Eros est rosse

« Une quarantaine de livres parus, dans plus de 55 traductions, à des millions d’exemplaires à travers le monde : quel est donc le secret du succès de Luis Mendoza ? La réponse est simple, il s’abreuve à deux sources d’inspiration: l’une s’appelle Eros et l’autre Thanatos. Combinaison, oh combien efficace et qui depuis toujours nourrit les artistes, médecins et autres psychopathes pour la plus grande joie du public. Sauf que Luis Mendoza les ré-agence d’une manière unique et crée un genre nouveau : le polar érotique.

Emportés par la truculence de la langue, ses lecteurs de 7 à 107 ans jouissent autant de la parodie de l’enquête de l’inspecteur Palikao que des scènes émoustillantes et inappropriées qui l’accompagne. Car, oui, ici, ça a de la queue et de la tête. Les cadavres trouvés dans le placard servent pour mieux baiser la veuve du défunt. En toute impunité. Parfois, je me demande même si le célèbre Palikao n’est pas à l’origine de tous ces morts qui jonchent le récit.

Comme si tout ceci n’était qu’un prétexte à une grande parodie des genres. Pour preuve, au grand désespoir de tous, jamais aucune enquête ne fut résolue par Palikao. Chaque nouveau roman laisse le public sur sa faim. Luis Mendoza, prend-t-il ainsi un malin plaisir à violer la règle de base du polar en ne se donnant même pas la peine de dénouer l’intrigue ? Sûrement, car il touche là le comble de l’érotisme : susciter notre attente de lecteur, attiser notre frustration, créer notre désir et ne surtout jamais les assouvir.

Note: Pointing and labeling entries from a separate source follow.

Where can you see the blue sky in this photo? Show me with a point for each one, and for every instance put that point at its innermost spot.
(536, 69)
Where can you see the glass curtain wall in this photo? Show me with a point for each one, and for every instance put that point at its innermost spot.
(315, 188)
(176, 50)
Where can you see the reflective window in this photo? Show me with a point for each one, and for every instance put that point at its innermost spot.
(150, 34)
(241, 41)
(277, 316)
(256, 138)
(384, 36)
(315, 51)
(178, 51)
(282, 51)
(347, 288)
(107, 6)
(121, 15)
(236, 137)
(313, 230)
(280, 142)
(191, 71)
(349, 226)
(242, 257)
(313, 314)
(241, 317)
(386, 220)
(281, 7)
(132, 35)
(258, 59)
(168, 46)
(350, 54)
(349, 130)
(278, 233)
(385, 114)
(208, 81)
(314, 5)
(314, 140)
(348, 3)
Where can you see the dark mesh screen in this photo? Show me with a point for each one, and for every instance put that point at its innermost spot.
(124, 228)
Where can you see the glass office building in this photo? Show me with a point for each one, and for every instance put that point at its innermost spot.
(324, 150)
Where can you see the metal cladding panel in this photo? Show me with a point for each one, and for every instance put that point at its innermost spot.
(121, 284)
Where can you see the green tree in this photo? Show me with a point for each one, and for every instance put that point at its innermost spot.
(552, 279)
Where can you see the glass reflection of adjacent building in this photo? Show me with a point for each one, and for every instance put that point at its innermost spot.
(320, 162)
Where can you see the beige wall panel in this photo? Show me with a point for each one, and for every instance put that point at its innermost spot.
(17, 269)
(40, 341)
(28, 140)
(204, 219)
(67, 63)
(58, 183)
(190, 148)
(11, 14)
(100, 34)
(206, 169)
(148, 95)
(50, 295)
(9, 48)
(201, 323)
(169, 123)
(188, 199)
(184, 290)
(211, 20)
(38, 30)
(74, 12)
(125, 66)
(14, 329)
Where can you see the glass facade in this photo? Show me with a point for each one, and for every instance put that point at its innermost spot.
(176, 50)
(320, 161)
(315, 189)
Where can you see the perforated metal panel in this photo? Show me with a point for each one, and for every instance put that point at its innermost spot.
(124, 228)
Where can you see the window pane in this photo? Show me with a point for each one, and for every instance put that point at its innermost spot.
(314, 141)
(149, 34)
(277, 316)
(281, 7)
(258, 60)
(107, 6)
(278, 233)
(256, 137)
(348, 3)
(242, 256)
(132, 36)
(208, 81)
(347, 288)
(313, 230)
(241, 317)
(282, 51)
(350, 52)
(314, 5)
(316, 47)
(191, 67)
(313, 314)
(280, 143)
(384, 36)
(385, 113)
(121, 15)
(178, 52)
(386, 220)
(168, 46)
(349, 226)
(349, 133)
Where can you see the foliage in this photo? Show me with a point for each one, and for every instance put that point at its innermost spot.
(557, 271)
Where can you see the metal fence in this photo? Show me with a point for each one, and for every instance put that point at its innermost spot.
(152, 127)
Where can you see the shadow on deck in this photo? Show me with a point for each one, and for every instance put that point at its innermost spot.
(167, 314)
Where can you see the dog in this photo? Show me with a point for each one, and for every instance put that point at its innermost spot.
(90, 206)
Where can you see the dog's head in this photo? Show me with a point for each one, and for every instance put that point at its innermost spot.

Sa vie dilettante est à l’image de ses écrits. Si Luis Mendoza est aujourd’hui mariée à une célèbre chirurgienne genevoise, Christine Mali, et père de deux enfants, Lazlo et Aurore, son itinéraire s’est construit par sauts, gambades et… parties de jambes en l’air. De sa mère gipsy, il a gardé le goût du voyage et de l’exil, de son père torero, l’attirance pour la mort et la mise en scène. Eternel nomade, il n’a cessé de se balader de pays en pays, de femme en femme, de métier en métier, sans jamais s’arrêter nulle part. Si ce n’est sur une page blanche…

Aujourd’hui, ce livre se propose de résoudre l’énigme Mendoza, cet auteur aussi insaisissable que ses livres. »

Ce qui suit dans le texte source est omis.